Christmas celebrates the coming of the Messiah and there is one key component in the Christmas story that underlines that only Jesus could save us from our sins. For the death of Jesus to have been an acceptable payment for sins Jesus had to live a sin free life. But the Bible teaches that ALL men are sinners and that we all inherited our propensity to sin from our fathers, who inherited it from their fathers, all the way back to the first man - Adam. While Adam was not born a sinner, Adam chose to sin. When Adam sinned he became a sinner and his offspring have inherited the condition.
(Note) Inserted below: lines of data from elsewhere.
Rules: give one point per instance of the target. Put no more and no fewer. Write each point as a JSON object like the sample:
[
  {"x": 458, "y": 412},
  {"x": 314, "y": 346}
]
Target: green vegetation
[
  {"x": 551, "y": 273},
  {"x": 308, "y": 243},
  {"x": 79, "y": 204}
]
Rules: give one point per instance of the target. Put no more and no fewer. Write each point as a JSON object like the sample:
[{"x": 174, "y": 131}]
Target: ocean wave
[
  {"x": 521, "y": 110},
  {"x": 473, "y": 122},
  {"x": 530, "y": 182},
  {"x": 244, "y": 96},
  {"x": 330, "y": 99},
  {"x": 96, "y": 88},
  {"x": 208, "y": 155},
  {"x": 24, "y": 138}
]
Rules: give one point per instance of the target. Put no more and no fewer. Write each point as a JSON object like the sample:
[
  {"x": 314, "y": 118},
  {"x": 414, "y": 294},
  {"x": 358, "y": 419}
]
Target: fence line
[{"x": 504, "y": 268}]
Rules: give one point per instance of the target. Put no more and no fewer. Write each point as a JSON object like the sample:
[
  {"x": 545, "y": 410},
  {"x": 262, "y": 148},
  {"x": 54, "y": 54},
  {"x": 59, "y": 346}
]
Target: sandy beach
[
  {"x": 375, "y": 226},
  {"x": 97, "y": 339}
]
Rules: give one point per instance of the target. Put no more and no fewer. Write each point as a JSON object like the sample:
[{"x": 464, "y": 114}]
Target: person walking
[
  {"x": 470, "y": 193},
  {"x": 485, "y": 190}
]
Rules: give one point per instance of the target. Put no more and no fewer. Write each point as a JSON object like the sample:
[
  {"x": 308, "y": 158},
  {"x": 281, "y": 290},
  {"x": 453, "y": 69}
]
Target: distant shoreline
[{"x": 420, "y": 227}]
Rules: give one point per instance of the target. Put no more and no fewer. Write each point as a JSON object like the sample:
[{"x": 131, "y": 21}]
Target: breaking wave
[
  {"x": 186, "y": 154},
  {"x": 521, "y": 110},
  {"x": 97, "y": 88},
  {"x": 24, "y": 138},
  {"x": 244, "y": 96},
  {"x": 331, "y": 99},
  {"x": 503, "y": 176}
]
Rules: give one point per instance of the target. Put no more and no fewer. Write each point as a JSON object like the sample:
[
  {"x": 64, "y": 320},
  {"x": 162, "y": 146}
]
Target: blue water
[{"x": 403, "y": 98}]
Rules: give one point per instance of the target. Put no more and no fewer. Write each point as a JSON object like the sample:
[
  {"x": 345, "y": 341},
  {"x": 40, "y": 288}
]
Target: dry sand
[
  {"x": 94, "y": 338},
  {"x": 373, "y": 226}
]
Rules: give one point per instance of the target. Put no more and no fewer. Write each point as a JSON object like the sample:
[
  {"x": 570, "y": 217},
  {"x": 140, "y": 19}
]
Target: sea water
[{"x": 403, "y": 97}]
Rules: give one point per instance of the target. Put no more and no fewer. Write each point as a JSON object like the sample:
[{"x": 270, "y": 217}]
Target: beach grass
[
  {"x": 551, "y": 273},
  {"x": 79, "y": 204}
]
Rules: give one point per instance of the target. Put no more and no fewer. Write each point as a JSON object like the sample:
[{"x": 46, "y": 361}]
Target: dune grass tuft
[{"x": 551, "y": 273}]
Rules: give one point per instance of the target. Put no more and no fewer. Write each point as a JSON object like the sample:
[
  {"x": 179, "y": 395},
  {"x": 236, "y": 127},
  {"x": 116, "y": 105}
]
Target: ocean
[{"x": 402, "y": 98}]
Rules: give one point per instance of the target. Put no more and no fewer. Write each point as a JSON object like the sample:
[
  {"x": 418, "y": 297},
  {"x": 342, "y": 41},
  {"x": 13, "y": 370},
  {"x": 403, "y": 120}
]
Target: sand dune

But the Bible teaches us that the father of Jesus was God himself. Jesus did not inherit the sinful nature that the rest of us were born with. That is why the virgin birth is such a critical part of Good Friday and Easter. Jesus could not have done what he did if he was a sinner. In order to be perfect he had to have a sin free beginning and then go on to live his life without sin. The Bible teaches us that that is exactly what he did.
So back to which of the days is most important. Is it Christmas, Good Friday, or Easter? I think you cannot have one without the other. All three are key elements and none of them stands alone as important without the others. But the key to celebrating ALL those days and every other day is found in the celebration of Thanksgiving. Here are a couple of verses from the search for the word thanks:
Colossians 3:17 (New American Standard Bible)
Whatever you do in word or deed, do all in the name of the Lord Jesus, giving thanks through Him to God the Father.
1 Thessalonians 5:18 (New American Standard Bible)
In everything give thanks; for this is God's will for you in Christ Jesus.
So the key to the celebration of any Christian holiday is the giving of thanks, and it is in the spirit of giving thanks that I say Merry Christmas. I hope your holiday is a good one and that you take time to give thanks to God. I want you to know that I give thanks to God for you.